Ada pergeseran jika dibandingkan dengan pengalaman Pemilu 2009. Selain itu, survei menunjukkan, sebanyak 58 persen responden memilih berdasar potensi calon anggota legislatif jika pemilu legislatif diadakan saat ini. Adapun yang memilih berdasar parpol ialah 30 persen dan yang menyatakan tidak memilih 12 persen (Jawa Pos, 27/6). 

Realitas tersebut tampaknya dipahami para elite PDIP sehingga mereka memutuskan untuk tidak begitu saja melepas nama Jokowi ke pasaran agar bisa mengambil untung dari popularitas Jokowi. Memang, meski orang mendukung Jokowi sebagai capres, belum tentu dia akan nyoblos caleg dari PDIP. Nah, bila itu yang terjadi, PDIP tidak lagi menjadi pemegang "saham" terbesar dalam mendukung pencapresan Jokowi. 

Membuka Mata 

Menguatnya harapan mencapreskan Jokowi sesungguhnya juga menimbulkan dilema bagi penggemar Jokowi sendiri. Sebab, sebagian pendukung Jokowi berpandangan bahwa sebaiknya dia harus menyelesaikan tugasnya memimpin Jakarta. Memimpin Jakarta sesungguhnya bisa menjadi ujian bagi Jokowi sebelum nanti menjadi presiden. Namun, sebagian lain berpandangan bahwa inilah momentum Jokowi untuk menuju pemimpin nasional. Meski belum genap dua tahun memimpin Jakarta, komitmen dan kesungguhan Jokowi dalam membangun wilayahnya dianggap sudah cukup untuk menyimpulkan bahwa Jokowi layak diusung menjadi presiden. 
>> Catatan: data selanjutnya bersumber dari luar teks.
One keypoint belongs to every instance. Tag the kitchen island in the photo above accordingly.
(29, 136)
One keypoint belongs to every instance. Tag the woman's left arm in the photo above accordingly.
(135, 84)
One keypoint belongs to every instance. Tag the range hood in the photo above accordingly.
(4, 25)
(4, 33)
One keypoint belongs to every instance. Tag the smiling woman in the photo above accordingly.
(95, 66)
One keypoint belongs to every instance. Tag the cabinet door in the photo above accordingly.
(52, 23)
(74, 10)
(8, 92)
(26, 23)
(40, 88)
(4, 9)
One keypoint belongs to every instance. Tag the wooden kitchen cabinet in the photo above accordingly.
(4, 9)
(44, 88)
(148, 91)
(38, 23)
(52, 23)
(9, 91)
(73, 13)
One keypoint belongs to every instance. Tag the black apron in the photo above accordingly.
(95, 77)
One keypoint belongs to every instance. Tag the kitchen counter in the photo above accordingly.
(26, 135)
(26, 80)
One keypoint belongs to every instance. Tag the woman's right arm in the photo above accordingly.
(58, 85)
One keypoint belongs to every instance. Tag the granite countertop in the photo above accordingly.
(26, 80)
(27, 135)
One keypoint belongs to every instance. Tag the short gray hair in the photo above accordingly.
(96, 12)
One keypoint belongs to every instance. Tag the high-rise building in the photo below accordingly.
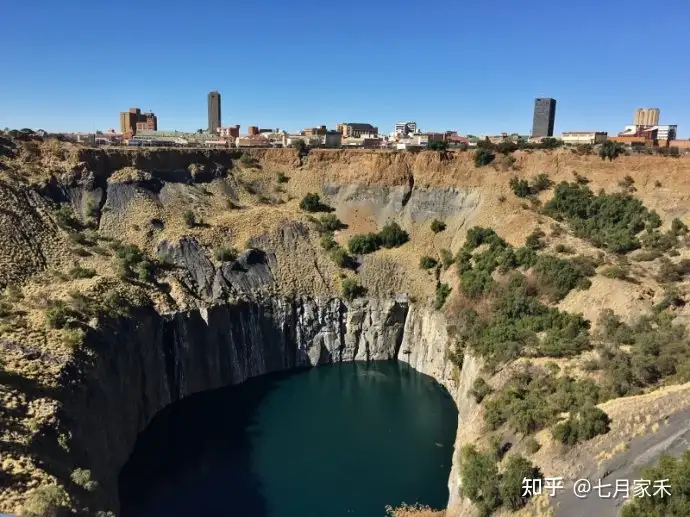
(134, 120)
(647, 117)
(213, 112)
(544, 117)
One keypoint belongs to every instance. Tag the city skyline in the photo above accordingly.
(272, 77)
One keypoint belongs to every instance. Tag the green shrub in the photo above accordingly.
(678, 227)
(46, 501)
(534, 240)
(189, 219)
(580, 179)
(437, 226)
(328, 242)
(562, 248)
(58, 314)
(677, 504)
(145, 271)
(610, 221)
(81, 272)
(224, 254)
(437, 145)
(447, 258)
(532, 446)
(584, 425)
(520, 187)
(330, 223)
(6, 309)
(312, 203)
(427, 262)
(511, 488)
(341, 258)
(483, 157)
(655, 240)
(351, 289)
(525, 257)
(363, 244)
(557, 277)
(647, 255)
(480, 390)
(128, 256)
(72, 337)
(392, 236)
(442, 292)
(670, 272)
(611, 150)
(82, 478)
(615, 272)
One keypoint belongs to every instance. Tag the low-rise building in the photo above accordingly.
(405, 128)
(357, 130)
(333, 139)
(134, 121)
(658, 132)
(229, 132)
(584, 137)
(252, 141)
(315, 131)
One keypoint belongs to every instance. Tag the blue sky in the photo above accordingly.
(473, 66)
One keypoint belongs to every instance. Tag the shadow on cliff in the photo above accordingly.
(195, 458)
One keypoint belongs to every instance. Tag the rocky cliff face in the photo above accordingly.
(150, 361)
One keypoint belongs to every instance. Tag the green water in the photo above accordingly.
(339, 440)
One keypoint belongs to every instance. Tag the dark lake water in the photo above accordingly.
(338, 440)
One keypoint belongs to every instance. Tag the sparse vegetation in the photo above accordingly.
(330, 223)
(391, 236)
(610, 221)
(341, 258)
(82, 478)
(58, 314)
(437, 226)
(522, 187)
(363, 244)
(312, 203)
(447, 258)
(351, 289)
(532, 400)
(582, 426)
(189, 219)
(562, 248)
(611, 150)
(483, 157)
(480, 390)
(46, 501)
(224, 254)
(532, 446)
(442, 292)
(489, 490)
(427, 262)
(81, 272)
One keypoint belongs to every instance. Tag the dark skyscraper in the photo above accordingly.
(544, 117)
(213, 112)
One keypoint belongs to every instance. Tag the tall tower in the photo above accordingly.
(544, 117)
(213, 112)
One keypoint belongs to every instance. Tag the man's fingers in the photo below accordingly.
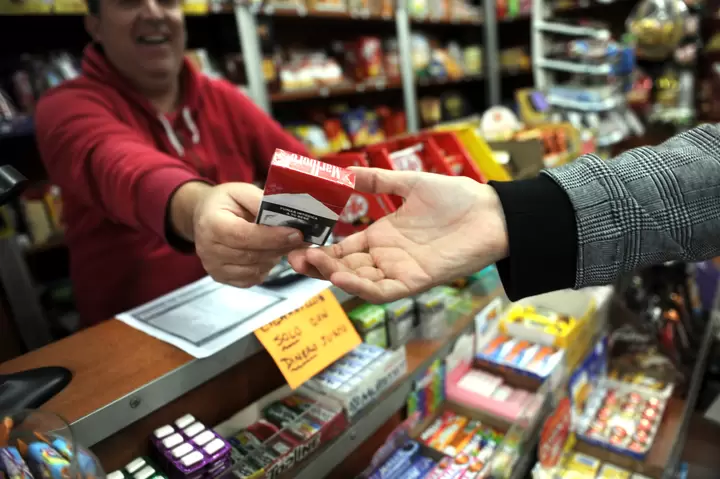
(298, 261)
(382, 291)
(237, 233)
(377, 180)
(247, 195)
(226, 255)
(325, 264)
(355, 243)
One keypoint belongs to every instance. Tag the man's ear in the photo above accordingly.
(92, 26)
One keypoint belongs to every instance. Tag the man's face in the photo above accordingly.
(144, 39)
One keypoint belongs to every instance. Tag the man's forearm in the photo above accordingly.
(542, 237)
(182, 208)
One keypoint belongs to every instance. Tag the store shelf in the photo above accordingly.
(362, 88)
(573, 30)
(448, 81)
(675, 456)
(19, 127)
(607, 104)
(571, 67)
(420, 355)
(331, 15)
(664, 458)
(333, 91)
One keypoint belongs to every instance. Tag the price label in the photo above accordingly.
(305, 341)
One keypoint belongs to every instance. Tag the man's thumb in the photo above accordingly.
(245, 195)
(380, 181)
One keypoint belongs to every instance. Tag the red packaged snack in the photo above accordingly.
(637, 447)
(644, 425)
(604, 414)
(650, 414)
(305, 194)
(642, 437)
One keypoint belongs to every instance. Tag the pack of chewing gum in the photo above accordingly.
(305, 194)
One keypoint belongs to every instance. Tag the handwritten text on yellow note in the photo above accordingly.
(305, 341)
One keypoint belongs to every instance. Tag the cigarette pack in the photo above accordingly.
(305, 194)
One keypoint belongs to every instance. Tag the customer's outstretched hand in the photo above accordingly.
(446, 228)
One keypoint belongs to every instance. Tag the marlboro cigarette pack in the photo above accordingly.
(305, 194)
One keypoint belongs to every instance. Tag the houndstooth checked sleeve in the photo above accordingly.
(646, 206)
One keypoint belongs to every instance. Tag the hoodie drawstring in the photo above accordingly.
(170, 132)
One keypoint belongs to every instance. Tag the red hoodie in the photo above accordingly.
(118, 161)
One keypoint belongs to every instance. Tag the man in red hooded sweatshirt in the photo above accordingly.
(156, 163)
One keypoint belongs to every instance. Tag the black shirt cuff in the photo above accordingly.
(542, 237)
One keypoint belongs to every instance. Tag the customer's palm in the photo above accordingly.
(446, 228)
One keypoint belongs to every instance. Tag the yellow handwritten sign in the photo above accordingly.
(305, 341)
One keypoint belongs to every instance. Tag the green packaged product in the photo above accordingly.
(369, 320)
(400, 321)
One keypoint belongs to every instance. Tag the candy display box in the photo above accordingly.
(603, 425)
(520, 362)
(479, 390)
(475, 443)
(273, 435)
(561, 319)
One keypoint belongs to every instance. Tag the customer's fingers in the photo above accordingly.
(299, 262)
(377, 180)
(355, 243)
(377, 292)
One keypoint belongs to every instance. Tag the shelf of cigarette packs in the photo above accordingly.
(458, 442)
(627, 408)
(298, 433)
(357, 394)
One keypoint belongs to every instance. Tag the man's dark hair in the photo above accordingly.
(93, 7)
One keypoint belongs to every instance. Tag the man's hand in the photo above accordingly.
(232, 248)
(447, 227)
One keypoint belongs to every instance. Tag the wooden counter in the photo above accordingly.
(112, 360)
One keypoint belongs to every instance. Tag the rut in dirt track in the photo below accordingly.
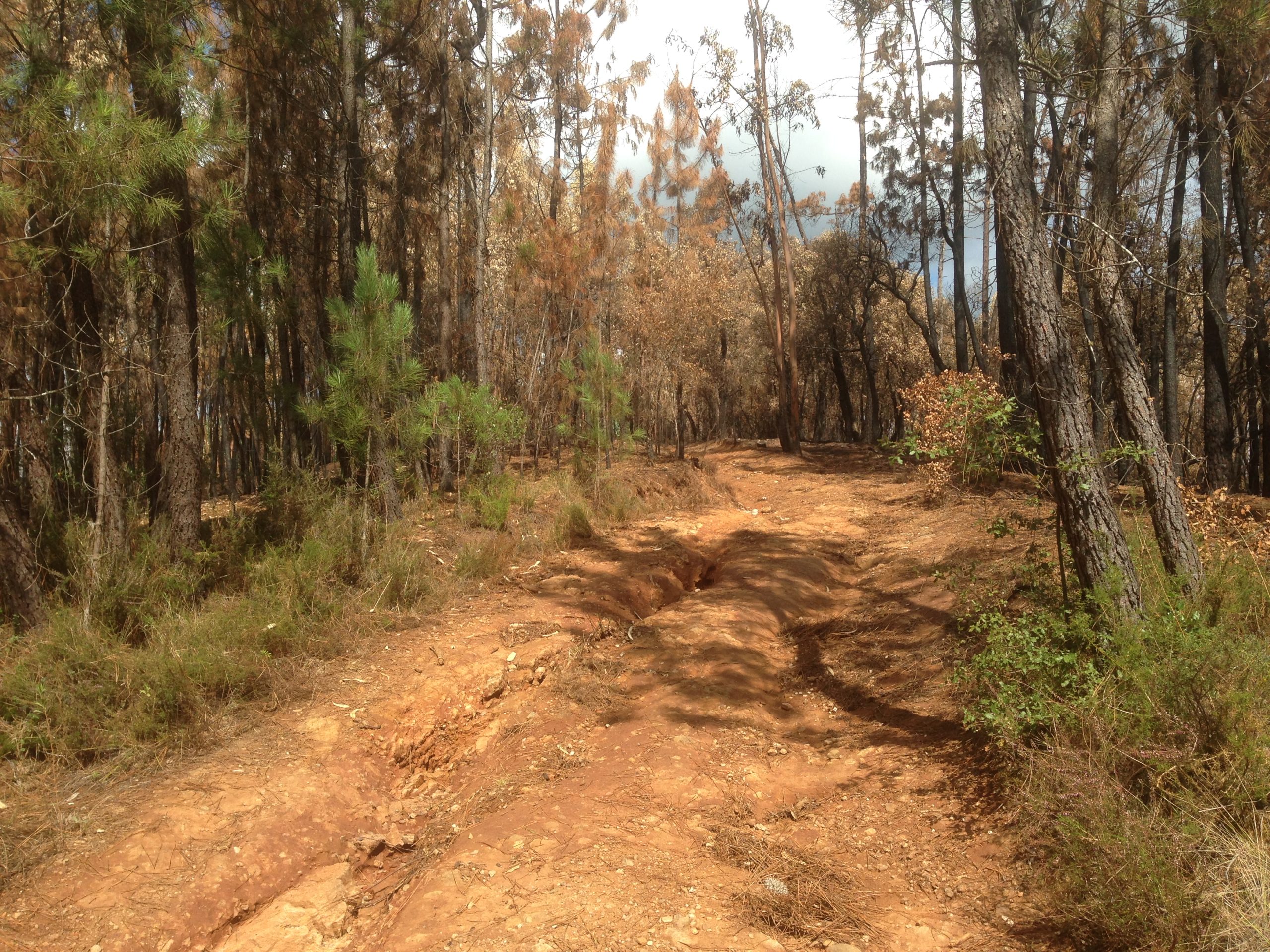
(729, 730)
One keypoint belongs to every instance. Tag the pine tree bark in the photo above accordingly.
(766, 143)
(1218, 424)
(149, 44)
(1103, 263)
(19, 578)
(924, 224)
(840, 377)
(1099, 549)
(1173, 275)
(1254, 300)
(445, 253)
(480, 316)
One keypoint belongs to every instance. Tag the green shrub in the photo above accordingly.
(573, 525)
(963, 429)
(492, 502)
(1032, 670)
(1146, 758)
(483, 558)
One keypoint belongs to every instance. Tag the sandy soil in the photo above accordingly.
(729, 729)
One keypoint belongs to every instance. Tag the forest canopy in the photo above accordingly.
(251, 240)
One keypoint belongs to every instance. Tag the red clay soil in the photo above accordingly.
(731, 729)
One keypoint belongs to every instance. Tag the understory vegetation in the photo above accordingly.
(150, 658)
(1140, 746)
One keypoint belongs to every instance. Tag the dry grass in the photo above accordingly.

Menguatnya demam terhadap sosok Jokowi pada level tertentu sesungguhnya juga akibat peran media yang terlalu lebay (berlebihan) dalam mengekspos sepak terjang Jokowi. Artinya, media utamanya, media massa, punya "khilaf" dalam mengarahkan opini publik untuk mengelu-elukan sosok dan sepak terjang Jokowi. Terlepas dari realitas bahwa sosok Jokowi adalah sosok yang tengah digandrungi publik saat ini, publikasi media yang berlebihan dalam mengekspos Jokowi, bisa berarti media mempersempit peluang munculnya figur lain yang bisa jadi lebih baik daripada Jokowi.

Memang dalam konteks nilai berita (news value), tidak dimungkiri bahwa sosok Jokowi merupakan objek berita yang seksi. Seperti berjamaah, media dengan senang hati meliput apa pun yang dilakukan dan dikerjakan Jokowi. Bahkan, "membela" bila Jokowi dikritik. Itu klop dengan bisnis media, yakni media akan memberitakan hal-hal yang diinginkan para pembaca dan pendengar/pemirsanya. 

Namun pertanyaannya, apakah media tidak punya jiwa lain, selain hanya bekerja memenuhi "hukum pasar" seperti itu? Apalagi, media memiliki peran luhur sebagai pilar keempat demokrasi. Lantaran itu, media sepatutnya juga harus memiliki agenda setting untuk ikut serta berkontribusi dalam melahirkan tokoh dan figur baru selain Jokowi. Media juga harus kreatif serta mencari dan menemukan figur alternatif. 

Bangsa ini perlu diajak menyadari bahwa banyak figur lain yang muda dan progresif yang layak dimunculkan untuk memimpin bangsa ini. Bangsa besar ini tentu tidak boleh kalau hanya bergantung pada sosok Jokowi. Karena itu, media sejatinya juga harus bisa memberi kontribusi dalam menemukan figur-figur pemimpin bangsa yang layak "jual". 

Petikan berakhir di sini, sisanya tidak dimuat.